Remove provider region for KMS-CMK

Question

Remove provider region for KMS-CMK

Closed this issue 3 years ago · 5 comments

Hello,

due to the fact that you share this module publicly, you shall probably mention in README that KMS-CMK resource will be created in us-east-1 region. I would suggest that you remove the region specification and you leave it on the client provider to avoid confusion and surprises and make this module more generic.

Thank you

Answer 1 · 2022-01-06T14:34:40.000Z

Sorry, I've overlooked the Route53 DNSSEC requirements - KSK must be in that region. Therefore closing this.

Answer 2 · 2022-01-06T18:00:37.000Z

Thanks for taking a look at the module, I am always grateful for others to double-check and peer review my efforts to ensure I'm not missing something or that I go about it in the best manner.
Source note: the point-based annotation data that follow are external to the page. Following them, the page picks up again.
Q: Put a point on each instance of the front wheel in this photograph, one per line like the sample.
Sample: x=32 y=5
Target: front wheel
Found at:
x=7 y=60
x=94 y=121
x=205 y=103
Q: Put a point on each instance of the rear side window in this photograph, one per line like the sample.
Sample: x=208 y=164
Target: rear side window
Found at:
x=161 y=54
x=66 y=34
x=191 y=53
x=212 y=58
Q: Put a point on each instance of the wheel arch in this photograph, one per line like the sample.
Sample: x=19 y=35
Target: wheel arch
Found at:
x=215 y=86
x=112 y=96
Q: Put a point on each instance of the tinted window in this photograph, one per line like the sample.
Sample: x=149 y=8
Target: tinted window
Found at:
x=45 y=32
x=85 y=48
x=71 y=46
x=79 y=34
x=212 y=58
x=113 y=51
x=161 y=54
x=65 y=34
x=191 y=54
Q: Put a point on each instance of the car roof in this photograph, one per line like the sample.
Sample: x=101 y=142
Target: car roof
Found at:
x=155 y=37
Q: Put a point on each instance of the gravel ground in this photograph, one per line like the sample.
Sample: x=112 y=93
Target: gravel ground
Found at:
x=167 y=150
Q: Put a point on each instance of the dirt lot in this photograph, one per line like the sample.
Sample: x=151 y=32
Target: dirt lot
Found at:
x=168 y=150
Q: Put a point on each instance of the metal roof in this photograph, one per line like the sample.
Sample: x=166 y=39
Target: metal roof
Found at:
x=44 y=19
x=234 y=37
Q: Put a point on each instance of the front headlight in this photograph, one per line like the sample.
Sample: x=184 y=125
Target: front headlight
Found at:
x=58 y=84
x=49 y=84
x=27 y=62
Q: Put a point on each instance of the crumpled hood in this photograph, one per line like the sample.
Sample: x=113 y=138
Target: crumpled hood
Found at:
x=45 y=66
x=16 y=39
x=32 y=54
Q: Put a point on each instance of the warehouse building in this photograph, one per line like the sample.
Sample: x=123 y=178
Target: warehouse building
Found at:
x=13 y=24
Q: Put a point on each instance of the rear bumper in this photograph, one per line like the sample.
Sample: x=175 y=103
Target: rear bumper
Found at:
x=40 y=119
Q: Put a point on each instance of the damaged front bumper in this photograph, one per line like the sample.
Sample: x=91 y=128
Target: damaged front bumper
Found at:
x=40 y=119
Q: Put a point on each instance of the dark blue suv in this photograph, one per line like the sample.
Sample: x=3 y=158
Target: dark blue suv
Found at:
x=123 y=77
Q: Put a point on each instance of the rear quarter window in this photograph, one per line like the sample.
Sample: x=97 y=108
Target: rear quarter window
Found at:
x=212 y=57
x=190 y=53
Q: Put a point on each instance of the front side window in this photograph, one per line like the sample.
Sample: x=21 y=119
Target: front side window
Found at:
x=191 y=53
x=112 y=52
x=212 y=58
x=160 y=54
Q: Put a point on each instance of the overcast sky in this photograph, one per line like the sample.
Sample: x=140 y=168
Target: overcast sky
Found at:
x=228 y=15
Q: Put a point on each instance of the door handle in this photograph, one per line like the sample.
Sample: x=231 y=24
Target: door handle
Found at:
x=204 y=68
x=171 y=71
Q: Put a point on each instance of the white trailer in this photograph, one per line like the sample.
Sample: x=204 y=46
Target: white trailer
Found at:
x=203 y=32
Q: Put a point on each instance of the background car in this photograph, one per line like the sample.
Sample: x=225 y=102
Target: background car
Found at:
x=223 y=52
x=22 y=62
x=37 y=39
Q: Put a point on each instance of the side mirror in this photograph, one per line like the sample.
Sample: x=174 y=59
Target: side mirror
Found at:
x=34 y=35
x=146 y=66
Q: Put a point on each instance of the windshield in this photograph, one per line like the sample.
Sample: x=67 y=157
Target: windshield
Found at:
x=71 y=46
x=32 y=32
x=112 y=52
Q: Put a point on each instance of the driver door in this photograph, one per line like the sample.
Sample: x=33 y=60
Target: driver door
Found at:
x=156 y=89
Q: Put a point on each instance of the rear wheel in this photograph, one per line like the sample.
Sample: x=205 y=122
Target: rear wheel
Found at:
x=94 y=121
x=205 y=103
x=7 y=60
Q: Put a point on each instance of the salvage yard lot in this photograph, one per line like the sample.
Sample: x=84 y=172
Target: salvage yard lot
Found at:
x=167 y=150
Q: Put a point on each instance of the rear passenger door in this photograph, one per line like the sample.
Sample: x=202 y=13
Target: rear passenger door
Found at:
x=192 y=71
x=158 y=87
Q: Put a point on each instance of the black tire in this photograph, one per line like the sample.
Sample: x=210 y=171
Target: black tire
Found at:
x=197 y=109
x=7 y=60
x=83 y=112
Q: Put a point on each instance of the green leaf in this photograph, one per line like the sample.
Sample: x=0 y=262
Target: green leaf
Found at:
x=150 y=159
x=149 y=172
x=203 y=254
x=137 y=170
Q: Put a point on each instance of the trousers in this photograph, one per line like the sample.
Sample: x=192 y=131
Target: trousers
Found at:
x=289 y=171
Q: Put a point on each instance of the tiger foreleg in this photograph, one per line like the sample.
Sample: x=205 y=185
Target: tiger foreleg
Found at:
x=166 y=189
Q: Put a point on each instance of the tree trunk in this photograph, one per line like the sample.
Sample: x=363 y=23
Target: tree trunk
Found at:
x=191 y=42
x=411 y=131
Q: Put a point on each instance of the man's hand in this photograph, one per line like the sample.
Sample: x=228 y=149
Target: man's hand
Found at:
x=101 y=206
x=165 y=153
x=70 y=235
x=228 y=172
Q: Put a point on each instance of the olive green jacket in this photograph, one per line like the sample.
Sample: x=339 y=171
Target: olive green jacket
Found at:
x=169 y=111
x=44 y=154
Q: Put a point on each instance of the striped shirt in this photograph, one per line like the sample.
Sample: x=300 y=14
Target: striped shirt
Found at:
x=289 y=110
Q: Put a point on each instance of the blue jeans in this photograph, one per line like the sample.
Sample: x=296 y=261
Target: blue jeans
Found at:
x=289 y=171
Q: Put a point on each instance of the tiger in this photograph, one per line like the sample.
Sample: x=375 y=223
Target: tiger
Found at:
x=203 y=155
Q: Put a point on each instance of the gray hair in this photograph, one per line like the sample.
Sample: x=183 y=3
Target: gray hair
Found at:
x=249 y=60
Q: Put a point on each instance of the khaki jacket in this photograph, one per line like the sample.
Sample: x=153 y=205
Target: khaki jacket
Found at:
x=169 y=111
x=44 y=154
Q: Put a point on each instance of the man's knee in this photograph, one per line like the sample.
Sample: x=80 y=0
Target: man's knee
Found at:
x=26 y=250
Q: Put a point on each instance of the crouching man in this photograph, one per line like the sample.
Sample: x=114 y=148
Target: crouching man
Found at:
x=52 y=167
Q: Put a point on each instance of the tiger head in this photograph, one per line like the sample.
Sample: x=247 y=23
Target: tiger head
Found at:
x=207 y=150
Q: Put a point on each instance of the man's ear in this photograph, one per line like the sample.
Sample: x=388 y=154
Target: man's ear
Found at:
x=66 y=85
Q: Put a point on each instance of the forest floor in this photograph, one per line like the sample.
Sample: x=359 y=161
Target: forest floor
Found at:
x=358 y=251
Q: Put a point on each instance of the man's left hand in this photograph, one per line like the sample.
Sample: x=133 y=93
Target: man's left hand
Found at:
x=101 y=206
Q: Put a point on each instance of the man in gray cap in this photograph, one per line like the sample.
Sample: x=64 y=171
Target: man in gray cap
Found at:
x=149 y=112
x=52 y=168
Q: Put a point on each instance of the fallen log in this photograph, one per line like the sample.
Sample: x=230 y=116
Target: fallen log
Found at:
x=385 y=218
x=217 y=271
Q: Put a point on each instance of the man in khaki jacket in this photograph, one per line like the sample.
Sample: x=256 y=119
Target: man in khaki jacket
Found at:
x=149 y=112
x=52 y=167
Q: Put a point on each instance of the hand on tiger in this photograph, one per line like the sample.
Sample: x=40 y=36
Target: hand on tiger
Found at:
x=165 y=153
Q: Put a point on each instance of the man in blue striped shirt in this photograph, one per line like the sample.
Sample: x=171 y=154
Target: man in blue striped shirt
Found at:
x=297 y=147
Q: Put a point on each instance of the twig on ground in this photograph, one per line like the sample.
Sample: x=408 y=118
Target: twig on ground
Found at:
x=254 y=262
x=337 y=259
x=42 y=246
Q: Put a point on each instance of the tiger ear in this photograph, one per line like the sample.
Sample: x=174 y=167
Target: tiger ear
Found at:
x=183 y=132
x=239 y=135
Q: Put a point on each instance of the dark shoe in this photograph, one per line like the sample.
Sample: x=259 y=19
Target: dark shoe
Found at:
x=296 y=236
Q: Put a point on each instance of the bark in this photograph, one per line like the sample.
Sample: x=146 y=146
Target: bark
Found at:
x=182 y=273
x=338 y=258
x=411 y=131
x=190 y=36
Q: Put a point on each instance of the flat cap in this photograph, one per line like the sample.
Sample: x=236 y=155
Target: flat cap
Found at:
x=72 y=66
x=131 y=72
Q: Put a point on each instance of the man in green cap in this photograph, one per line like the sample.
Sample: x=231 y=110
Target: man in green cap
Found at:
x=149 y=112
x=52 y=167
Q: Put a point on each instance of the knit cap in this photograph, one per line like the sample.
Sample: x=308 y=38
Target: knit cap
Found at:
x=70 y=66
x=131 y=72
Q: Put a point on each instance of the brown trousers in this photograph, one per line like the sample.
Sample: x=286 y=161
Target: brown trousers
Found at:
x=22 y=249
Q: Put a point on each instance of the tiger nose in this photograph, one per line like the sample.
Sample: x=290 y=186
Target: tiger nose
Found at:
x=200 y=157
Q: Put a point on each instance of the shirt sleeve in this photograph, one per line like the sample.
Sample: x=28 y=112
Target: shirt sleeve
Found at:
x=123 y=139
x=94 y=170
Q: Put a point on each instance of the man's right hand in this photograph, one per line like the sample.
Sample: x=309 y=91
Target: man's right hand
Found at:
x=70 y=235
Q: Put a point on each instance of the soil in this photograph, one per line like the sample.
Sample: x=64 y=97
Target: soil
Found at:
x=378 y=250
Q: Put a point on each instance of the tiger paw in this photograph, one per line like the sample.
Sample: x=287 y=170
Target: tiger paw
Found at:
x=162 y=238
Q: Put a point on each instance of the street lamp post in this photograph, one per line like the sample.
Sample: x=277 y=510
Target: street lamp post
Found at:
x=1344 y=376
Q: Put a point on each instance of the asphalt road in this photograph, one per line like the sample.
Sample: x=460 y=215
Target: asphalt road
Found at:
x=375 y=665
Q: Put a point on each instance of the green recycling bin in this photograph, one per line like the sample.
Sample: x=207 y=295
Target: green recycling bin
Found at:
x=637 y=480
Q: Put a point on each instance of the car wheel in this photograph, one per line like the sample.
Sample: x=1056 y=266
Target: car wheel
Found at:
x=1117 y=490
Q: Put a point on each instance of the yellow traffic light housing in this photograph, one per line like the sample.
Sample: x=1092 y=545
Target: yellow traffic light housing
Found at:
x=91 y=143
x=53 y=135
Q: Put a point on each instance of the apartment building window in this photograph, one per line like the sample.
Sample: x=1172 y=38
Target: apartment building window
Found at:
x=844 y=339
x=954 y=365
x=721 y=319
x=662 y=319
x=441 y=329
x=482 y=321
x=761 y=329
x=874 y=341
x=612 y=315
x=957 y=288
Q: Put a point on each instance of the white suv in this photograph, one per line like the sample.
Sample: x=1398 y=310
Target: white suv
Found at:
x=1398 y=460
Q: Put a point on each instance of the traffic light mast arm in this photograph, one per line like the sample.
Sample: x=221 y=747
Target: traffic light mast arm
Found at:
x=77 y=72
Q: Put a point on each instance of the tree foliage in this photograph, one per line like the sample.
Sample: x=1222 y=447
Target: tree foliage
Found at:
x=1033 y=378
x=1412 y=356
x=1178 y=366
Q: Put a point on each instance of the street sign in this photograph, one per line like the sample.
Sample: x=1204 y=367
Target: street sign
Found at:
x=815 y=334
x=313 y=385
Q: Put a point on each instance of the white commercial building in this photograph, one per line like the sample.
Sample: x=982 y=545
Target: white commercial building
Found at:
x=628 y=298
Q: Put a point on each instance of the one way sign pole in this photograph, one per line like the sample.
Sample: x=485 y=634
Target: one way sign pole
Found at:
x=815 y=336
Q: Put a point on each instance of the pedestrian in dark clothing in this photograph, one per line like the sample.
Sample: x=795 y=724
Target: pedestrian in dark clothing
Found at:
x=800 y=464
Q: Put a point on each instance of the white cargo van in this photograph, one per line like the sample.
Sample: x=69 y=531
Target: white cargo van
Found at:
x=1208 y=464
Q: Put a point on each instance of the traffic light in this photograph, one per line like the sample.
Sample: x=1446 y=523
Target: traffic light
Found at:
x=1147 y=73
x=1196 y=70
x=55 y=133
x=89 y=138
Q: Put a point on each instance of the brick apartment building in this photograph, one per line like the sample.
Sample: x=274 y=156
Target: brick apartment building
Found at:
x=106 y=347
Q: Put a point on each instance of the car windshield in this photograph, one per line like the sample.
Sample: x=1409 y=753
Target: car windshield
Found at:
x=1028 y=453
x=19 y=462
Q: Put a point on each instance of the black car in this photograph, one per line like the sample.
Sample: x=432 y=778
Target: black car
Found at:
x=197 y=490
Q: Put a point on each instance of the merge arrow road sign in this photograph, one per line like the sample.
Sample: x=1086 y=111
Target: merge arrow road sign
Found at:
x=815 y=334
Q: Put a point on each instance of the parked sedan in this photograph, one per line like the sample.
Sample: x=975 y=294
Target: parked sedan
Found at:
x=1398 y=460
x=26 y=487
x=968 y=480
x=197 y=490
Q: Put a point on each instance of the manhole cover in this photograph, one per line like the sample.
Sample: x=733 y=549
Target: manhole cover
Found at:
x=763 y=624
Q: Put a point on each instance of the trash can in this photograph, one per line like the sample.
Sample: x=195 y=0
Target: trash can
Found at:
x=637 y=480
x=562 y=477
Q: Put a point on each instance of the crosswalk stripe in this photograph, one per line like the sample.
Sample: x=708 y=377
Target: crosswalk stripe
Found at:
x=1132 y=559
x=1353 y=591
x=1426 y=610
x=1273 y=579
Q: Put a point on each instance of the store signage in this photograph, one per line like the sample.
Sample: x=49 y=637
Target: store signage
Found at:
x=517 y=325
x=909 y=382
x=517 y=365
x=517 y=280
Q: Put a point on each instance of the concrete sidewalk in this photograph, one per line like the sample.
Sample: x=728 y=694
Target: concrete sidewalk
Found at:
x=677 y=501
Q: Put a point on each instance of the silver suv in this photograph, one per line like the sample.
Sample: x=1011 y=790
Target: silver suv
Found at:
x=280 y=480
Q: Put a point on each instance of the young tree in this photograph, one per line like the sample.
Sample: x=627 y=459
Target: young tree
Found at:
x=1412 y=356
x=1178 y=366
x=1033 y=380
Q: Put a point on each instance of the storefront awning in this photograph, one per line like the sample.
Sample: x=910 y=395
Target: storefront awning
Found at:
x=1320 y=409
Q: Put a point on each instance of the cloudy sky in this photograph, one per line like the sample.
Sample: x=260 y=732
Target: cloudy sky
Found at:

Yes, as you realized the KSK is required to be in us-east-1 which is not uncommon with certain things within AWS. ACM certificates for Cloudfront are another that comes to mind quickly. I do see that mentioning that explicitly in the README could still be a good point. As well I do plan to revise the documentation to make it more complete.

Answer 3 · 2022-01-11T17:00:11.000Z

There is one more thing worth to mention in the documentation even though it's long time known "feature". When the provider is present in the module, module removal (code deletion) results in this error:

To work with module.route53-dnssec-ksk.aws_kms_alias.this (orphan) its original provider configuration at module.route53-dnssec-ksk.provider["registry.terraform.io/hashicorp/aws"].use1 is required, but it has been removed. This occurs when a provider configuration is removed while objects created by that provider still exist in the state. Re-add the provider configuration to destroy module.route53-dnssec-ksk.aws_kms_alias.this (orphan), after which you can remove the provider configuration again.

Therefore module removal consists of two steps:

terraform destroy -target=module.route53-dnssec-ksk
git rm route53-dnssec.tf (assuming the module is located in this file alone)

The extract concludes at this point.